- Theatrical release poster
- Directed by: Juan Jose Campanella
- Written by: Catherine May Levin
- Produced by: Catherine May Levin Louis Tancredi
- Starring: Harley Cross Karen Young Jesse Bradford J.D. Daniels Adrien Brody Jason Biggs Moira Kelly
- Cinematography: Daniel Shulman
- Edited by: Darren Kloomok
- Music by: Wendy Blackstone
- Production company: Pilgrims 3 Corporation
- Distributed by: Pilgrims 3 Corporation
- Release date: October 11, 1991;
- Running time: 105 minutes
- Country: United States
- Language: English

= The Boy Who Cried Bitch =

The Boy Who Cried Bitch is a 1991 American independent drama film directed by Juan Jose Campanella and starring Harley Cross, Karen Young, Jason Biggs (in his first speaking role), Jesse Bradford and Adrien Brody. It was Campanella's feature film debut. It was based on real events.

== Plot ==
The story focuses on Dan Love (Harley Cross), a young boy with misdiagnosed (or undiagnosed) mental condition(s), who slowly plunges the life of his mother, Candice (Karen Young), into unbridled chaos.

== Cast ==
- Harley Cross as Dan Love
- Karen Young as Candice Love
- Jesse Bradford as Mike Love
- J.D. Daniels as Nick Love
- Adrien Brody as Eddie
- Jason Biggs as Robert
- Moira Kelly as Jessica
- Gene Canfield as Jim Cutler
- Dennis Boutsikaris as Orin Fell
- Reathel Bean as Dr. Goldstein
- Edwina Lewis as Ann Marie, R.N.
- Ru Flynn as Ruth Nussbaum
- Kario Salem as Dr. Habib
- John Rothman as Stokes
- Samurel Wright as Richard
- Perry Moore as William
- Sean Ashby as Gene
- Chris McKenna as Ross
- Michael Miceli as Chet
- Judd Trichter as Jay
- Bruce McCarty as Gary
- Sally Kaye Kaufman as Fern
- Leslie Shenkel as Eddie's Father

== Production ==
Much of the filming was done at the McGovern residence in Bronxville.

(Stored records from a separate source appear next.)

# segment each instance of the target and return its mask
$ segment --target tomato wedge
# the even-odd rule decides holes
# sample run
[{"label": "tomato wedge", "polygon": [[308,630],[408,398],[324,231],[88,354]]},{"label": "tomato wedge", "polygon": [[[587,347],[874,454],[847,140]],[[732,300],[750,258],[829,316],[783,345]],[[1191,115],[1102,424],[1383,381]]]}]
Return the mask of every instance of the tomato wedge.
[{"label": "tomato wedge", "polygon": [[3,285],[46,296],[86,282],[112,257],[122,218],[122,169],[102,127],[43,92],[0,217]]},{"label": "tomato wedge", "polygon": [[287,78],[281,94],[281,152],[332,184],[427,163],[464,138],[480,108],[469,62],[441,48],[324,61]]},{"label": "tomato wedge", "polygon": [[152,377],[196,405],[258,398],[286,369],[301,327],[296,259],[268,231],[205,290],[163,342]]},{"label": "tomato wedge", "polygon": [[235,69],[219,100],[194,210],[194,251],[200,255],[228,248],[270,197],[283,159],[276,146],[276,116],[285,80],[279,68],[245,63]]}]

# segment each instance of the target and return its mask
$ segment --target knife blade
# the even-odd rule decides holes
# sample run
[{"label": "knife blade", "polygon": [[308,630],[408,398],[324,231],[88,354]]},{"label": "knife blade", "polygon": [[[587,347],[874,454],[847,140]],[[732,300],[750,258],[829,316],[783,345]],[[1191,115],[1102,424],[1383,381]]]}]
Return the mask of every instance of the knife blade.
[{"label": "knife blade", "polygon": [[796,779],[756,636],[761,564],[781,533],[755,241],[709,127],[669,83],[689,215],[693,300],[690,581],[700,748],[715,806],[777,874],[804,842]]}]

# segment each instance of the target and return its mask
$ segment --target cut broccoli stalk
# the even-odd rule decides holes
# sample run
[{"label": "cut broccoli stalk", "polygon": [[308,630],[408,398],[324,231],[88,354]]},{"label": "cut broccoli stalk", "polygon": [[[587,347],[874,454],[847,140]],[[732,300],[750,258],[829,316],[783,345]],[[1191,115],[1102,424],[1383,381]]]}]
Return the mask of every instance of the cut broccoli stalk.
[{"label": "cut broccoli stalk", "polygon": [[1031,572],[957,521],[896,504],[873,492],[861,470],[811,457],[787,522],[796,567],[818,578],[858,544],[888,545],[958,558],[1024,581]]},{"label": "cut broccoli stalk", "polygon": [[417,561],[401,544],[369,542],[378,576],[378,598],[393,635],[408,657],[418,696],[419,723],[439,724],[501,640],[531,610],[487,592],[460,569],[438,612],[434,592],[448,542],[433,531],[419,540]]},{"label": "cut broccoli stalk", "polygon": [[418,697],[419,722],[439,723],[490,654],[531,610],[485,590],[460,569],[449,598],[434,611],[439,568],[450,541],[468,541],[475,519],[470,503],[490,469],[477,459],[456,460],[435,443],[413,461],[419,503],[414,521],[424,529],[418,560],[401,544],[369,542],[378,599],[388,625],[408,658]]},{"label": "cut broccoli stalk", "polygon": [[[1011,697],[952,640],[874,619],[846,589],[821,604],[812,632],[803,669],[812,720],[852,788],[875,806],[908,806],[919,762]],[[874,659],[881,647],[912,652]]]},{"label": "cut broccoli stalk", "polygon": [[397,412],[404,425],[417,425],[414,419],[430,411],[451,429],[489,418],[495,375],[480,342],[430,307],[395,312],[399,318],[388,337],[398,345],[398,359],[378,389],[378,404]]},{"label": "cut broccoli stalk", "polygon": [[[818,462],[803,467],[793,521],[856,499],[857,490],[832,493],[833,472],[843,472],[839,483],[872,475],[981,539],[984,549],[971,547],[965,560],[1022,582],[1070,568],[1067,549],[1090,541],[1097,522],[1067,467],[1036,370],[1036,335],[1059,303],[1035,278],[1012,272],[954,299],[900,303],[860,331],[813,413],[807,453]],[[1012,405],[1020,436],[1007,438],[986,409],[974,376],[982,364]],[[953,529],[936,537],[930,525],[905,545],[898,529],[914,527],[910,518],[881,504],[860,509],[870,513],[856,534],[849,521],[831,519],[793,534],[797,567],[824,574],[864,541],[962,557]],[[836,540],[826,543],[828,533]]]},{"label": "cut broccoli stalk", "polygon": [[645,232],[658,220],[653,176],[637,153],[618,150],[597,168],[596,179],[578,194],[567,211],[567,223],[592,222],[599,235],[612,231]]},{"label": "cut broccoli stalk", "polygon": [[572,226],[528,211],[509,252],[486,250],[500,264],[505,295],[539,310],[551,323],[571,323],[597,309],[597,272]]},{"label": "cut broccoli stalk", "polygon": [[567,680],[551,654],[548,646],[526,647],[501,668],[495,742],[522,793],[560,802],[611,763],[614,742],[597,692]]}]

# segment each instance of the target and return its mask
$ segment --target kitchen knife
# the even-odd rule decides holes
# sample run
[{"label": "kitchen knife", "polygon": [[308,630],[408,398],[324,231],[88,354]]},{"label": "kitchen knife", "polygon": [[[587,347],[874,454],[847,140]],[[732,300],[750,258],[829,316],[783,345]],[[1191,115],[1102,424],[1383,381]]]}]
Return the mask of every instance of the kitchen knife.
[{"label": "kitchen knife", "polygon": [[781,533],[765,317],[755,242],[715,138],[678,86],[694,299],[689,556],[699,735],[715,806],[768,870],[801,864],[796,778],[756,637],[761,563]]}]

Campanella said that the script was mostly based on the real life of screenwriter Catherine May Levin.

== Release and sequel ==
Originally exhibited at the Boston Film Festival in 1991, the film contained an alternate ending. It was never given to the MPAA for examination, and thus remains unrated.

It was followed by a semi-sequel called The Boy Who Cried Bitch: The Adolescent Years (2007), without the participation of many of the crew members of the original film, with the exception of scriptwriter Catherine May Levin.